TrosKompas

NOSTALGIE GT Rovers

Invoering scheidingswet

Tot 1580 was het in Nederland vrijwel onmogelijk om een huwelijk te laten ontbinden, omdat de wetgeving toentertijd sterk onder de invloed stond van de Bijbel. De katholieke kerk stond alleen een scheiding van tafel en bed toe wanneer er aantoonbaar overspel was gepleegd. De echtelieden hoefden dan niet meer onder één dak te slapen, maar het huwelijk bleef nog wel intact. Hertrouwen met een nieuwe liefde mocht niet. Kwamen er toch kinderen uit voort, dan waren die buitenechtelijk.

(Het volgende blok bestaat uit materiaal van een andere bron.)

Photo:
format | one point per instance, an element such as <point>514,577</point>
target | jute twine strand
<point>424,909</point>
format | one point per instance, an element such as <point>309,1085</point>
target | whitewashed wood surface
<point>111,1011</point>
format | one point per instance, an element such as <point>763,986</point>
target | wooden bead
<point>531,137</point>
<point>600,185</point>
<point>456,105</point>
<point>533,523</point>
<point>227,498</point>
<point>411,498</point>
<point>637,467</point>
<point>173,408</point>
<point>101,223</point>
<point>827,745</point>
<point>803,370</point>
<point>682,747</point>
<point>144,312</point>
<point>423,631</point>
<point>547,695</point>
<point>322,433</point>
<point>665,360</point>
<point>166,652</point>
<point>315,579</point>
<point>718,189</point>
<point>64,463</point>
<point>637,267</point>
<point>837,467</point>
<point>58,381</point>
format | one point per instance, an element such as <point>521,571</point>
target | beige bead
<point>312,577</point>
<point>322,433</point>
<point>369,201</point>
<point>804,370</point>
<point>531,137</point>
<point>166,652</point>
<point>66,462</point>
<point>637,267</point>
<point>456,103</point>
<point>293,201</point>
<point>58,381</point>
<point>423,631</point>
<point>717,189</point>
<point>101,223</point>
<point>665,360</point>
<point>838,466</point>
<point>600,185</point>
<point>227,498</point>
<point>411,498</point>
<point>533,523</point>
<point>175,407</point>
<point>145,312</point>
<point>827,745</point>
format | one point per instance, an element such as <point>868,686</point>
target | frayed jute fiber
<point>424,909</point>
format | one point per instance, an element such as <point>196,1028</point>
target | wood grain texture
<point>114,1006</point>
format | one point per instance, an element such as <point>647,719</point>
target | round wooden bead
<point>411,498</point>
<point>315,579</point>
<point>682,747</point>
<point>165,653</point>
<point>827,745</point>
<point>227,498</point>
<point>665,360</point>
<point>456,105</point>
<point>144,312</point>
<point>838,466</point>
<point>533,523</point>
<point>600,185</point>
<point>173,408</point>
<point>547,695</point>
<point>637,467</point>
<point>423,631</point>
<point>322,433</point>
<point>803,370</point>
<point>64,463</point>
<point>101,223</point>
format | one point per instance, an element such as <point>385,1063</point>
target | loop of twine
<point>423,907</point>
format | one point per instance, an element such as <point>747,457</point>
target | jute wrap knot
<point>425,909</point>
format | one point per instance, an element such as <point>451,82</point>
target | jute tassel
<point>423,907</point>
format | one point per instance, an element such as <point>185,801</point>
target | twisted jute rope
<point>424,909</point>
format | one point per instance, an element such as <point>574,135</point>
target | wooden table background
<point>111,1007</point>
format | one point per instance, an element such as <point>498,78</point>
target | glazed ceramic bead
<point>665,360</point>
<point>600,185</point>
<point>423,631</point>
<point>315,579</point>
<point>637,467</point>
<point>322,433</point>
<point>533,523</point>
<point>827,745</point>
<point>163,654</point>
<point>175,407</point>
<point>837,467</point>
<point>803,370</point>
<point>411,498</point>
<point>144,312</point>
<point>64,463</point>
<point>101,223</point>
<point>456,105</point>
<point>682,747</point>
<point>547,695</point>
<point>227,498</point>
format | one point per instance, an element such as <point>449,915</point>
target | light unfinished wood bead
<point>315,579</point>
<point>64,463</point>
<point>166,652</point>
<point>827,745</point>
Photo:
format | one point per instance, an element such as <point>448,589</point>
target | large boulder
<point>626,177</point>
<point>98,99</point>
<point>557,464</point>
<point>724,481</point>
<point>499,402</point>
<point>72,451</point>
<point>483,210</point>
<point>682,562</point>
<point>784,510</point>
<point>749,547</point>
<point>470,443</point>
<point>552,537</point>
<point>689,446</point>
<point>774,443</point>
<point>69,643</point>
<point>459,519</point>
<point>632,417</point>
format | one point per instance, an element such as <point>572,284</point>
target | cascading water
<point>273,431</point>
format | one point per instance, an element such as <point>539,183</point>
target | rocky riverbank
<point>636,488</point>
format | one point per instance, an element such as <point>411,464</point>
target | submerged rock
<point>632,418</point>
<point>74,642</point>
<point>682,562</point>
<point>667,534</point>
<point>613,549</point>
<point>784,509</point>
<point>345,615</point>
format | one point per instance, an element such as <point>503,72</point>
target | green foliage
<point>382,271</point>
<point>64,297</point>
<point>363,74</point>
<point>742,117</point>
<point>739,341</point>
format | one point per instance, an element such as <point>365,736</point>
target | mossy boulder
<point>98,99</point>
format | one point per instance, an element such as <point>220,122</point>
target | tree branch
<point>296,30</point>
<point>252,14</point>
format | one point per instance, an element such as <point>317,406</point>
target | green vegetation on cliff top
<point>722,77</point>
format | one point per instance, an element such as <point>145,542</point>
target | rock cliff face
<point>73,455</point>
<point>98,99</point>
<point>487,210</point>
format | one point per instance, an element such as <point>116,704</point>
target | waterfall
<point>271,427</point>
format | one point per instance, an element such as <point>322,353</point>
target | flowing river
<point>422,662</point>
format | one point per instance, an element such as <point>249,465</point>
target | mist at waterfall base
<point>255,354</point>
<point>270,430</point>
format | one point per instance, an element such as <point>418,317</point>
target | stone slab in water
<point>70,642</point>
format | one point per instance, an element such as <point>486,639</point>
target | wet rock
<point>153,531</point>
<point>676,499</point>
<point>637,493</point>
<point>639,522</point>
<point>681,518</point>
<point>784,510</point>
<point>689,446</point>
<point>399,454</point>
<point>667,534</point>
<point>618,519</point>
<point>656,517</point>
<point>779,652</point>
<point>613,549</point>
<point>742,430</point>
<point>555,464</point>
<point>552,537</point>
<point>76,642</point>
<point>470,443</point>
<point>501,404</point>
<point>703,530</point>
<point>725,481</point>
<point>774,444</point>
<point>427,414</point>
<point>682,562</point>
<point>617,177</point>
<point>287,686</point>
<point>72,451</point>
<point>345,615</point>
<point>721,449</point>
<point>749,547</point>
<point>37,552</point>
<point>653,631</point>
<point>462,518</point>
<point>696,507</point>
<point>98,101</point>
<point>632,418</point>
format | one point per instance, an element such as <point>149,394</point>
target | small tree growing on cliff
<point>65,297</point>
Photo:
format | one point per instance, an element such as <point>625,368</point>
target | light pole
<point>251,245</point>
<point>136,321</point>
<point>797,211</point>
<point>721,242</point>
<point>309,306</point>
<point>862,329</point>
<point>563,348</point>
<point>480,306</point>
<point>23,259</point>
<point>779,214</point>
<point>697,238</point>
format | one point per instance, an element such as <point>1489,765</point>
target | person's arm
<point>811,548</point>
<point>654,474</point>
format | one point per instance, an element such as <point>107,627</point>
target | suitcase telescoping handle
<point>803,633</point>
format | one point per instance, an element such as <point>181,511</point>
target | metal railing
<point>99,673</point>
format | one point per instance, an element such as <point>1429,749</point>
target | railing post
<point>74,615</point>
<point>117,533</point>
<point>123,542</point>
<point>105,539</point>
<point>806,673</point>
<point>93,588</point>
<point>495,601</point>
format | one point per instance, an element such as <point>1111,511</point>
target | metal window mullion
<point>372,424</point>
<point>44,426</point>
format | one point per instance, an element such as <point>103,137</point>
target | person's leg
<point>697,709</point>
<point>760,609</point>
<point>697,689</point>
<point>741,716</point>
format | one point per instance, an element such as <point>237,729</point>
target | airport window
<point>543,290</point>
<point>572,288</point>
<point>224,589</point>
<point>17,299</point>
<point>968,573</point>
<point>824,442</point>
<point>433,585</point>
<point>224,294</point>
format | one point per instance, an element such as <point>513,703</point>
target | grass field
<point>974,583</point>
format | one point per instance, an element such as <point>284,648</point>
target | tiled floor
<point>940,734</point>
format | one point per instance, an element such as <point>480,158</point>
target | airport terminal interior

Na de Franse bezetting in 1795 werden veel wetten uit de Franse Burgerlijke wetgeving ook in Nederland van toepassing. De Fransen waren echter veel milder en vonden dat echtparen met wederzijdse instemming mochten scheiden wanneer er sprake was van ‘onverenigbaarheid van karakters’. De familie Meers maakte daar in 1796 gebruik van en liet als eerste in Nederland hun huwelijk door de burgerlijke stand ontbinden.

De grote leugen
Na de invoering van het wetboek van Napoleon in 1803 werd scheiden vrijwel weer onmogelijk (al stond Napoleon zichzelf in 1809 wel toe om van zijn ooit geliefde echtgenote Joséphine te scheidden, nadat zij was vreemdgegaan). Na het vertrek van de Fransen uit Nederland werd het Nederlands Burgerlijk Wetboek in 1838 ingevoerd. Voortaan mocht er gescheiden worden bij overspel, verkwisting, een langdurige veroordeling tot gevangenisstraf wegens een misdrijf en aantoonbare mishandeling.

Voor veel ruziënde echtelieden zat er niets anders op dan ten overstaan van de rechter maar net te doen alsof een van beiden overspel had gepleegd. Dat toneelspelletje werd algauw ‘de grote leugen’ genoemd. Daar kwam in 1971 een eind aan door de invoering van de Echtscheidingswet. De echtscheidingsnood was blijkbaar hoog, want in 1972 werden ruim 15.000 huwelijken ontbonden. Dit aantal bleef maar stijgen tot zelfs 91.080 scheidingen in 2018.